Loans Demystified

30.01.17 | Marc Barlow | Resources

Loans Demystified

There are a lot of different kinds of loan products available
and it can be confusing trying to sort through them. It’s
important to be informed and understand how a particular
loan will work for you, so here are some simple descriptions
of the various types of loans you are likely to encounter.

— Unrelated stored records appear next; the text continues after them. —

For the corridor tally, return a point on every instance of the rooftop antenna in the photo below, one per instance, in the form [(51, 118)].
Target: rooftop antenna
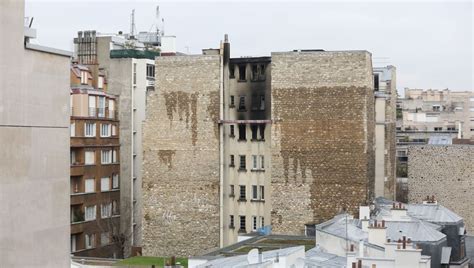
[(132, 24)]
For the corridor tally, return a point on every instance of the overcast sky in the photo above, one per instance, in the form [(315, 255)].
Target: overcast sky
[(430, 43)]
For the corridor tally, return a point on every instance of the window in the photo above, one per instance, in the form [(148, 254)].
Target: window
[(90, 185), (262, 132), (150, 71), (376, 82), (242, 75), (89, 239), (254, 223), (106, 210), (100, 82), (242, 223), (73, 129), (242, 103), (242, 195), (101, 112), (105, 238), (106, 157), (90, 213), (105, 184), (115, 181), (92, 106), (89, 130), (84, 77), (254, 129), (231, 191), (242, 132), (231, 71), (89, 158), (105, 130), (242, 162)]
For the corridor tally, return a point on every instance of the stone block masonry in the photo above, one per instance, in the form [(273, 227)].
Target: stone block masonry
[(181, 158), (447, 172), (322, 136)]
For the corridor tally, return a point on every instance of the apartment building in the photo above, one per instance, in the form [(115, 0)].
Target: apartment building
[(130, 68), (34, 140), (95, 166), (233, 145)]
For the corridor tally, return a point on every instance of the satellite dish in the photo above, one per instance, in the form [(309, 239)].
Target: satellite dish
[(252, 256)]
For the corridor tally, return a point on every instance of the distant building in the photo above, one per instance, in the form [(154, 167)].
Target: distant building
[(130, 68), (446, 172), (95, 166), (232, 145), (431, 232), (34, 142)]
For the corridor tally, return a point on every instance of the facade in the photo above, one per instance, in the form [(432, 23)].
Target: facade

Standard Variable Rate Loans

This loan is called a standard variable rate loan because it is
based on the official Reserve Bank cash rate* and varies over
time. Your payments will increase or decrease depending
on the movement of the Reserve Bank rate. This is one of
the most popular home loans as it usually offers a variety of
features such as the option to make additional repayments
without penalty, to split your loan, or to redraw funds from
the mortgage.
*The Reserve Bank of Australia set the official cash interest
rate monthly. This determines how much interest financial
institutions pay to use the Reserve Bank’s money. The financial
institutions pass interest rate increases or decreases on to their
customers by raising or lowering their standard variable rate.

Basic Variable Rate Loans

This kind of loan is also sometimes called a “no frills” loan. It
usually offers a lower interest rate than the standard variable
rate, but the trade off is that it also offers fewer features and
can be less flexible. You may have to pay additional fees for
services like early repayment, or withdrawals, or you may not
be able to do them at all.
Introductory/Honeymoon Rate Loans
Honeymoon Rate loans offer a reduced interest rate for a
set period – often a year, and then revert back usually to the
standard variable rate in effect at the time. They can be either
fixed or variable during the honeymoon period. Sometimes
these loans may have an early repayment penalty attached to
them to deter you from refinancing elsewhere at the end of
the honeymoon period.

Fixed Rate Loans

Fixed rate loans are for a set period of time ranging from
as short as 6 months to as long as 10 years. Like their name
suggests, the interest rate is fixed for the period of the
loan. This offers the certainty of knowing exactly what your
payments will be throughout the duration of the loan.
Although it also means that if interest rates fall during the
loan period, your repayments may be higher than if you had
taken out a variable rate loan. Many borrowers split their
mortgage between a fixed and variable rate loan to receive
the benefits of both products. Fixed rate loans generally limit
the amount of extra repayments you can make each year,
and often charge an exit fee if you pay the loan out before
completion of the fixed term.

All-in-one Loans

Also known as salary accounts, all-in-one loans combine the
features of a transactional account and your home loan. Your
salary or other income is paid directly into the account and
you access your money in the usual way through EFTPOS,
ATM, a linked credit card or cheque book as you need. The
goal is to keep your funds sitting in the account as long as
possible. Home loan interest rates are calculated daily and
any additional funds you have in the account will reduce your
balance and cut your interest payments. Interest rates for
this type of loan may be slightly higher and the entry fee and
ongoing fees also tend to be higher than for some other loan
products. This type of loan only works for disciplined savers
who will ensure that they do not withdraw more money than
is going in.

Professional Packages

In order to attract the borrowers they consider most desirable,
many lenders offer professional package loans which have
discounted interest rates. In the past, professional packages
were for individuals in specific professions like medicine,
engineering or law. Today professional package loans are
targeted towards applicants with a high income or large loan.
They are referred to as packages because they usually offer a
range of benefits like an offset account, free credit card and, of
course, a reduced interest rate. Interest rates can be 0.5% lower
than the lender’s standard variable rate or 0.25% lower than
their fixed rate, but may be even greater for a large loan.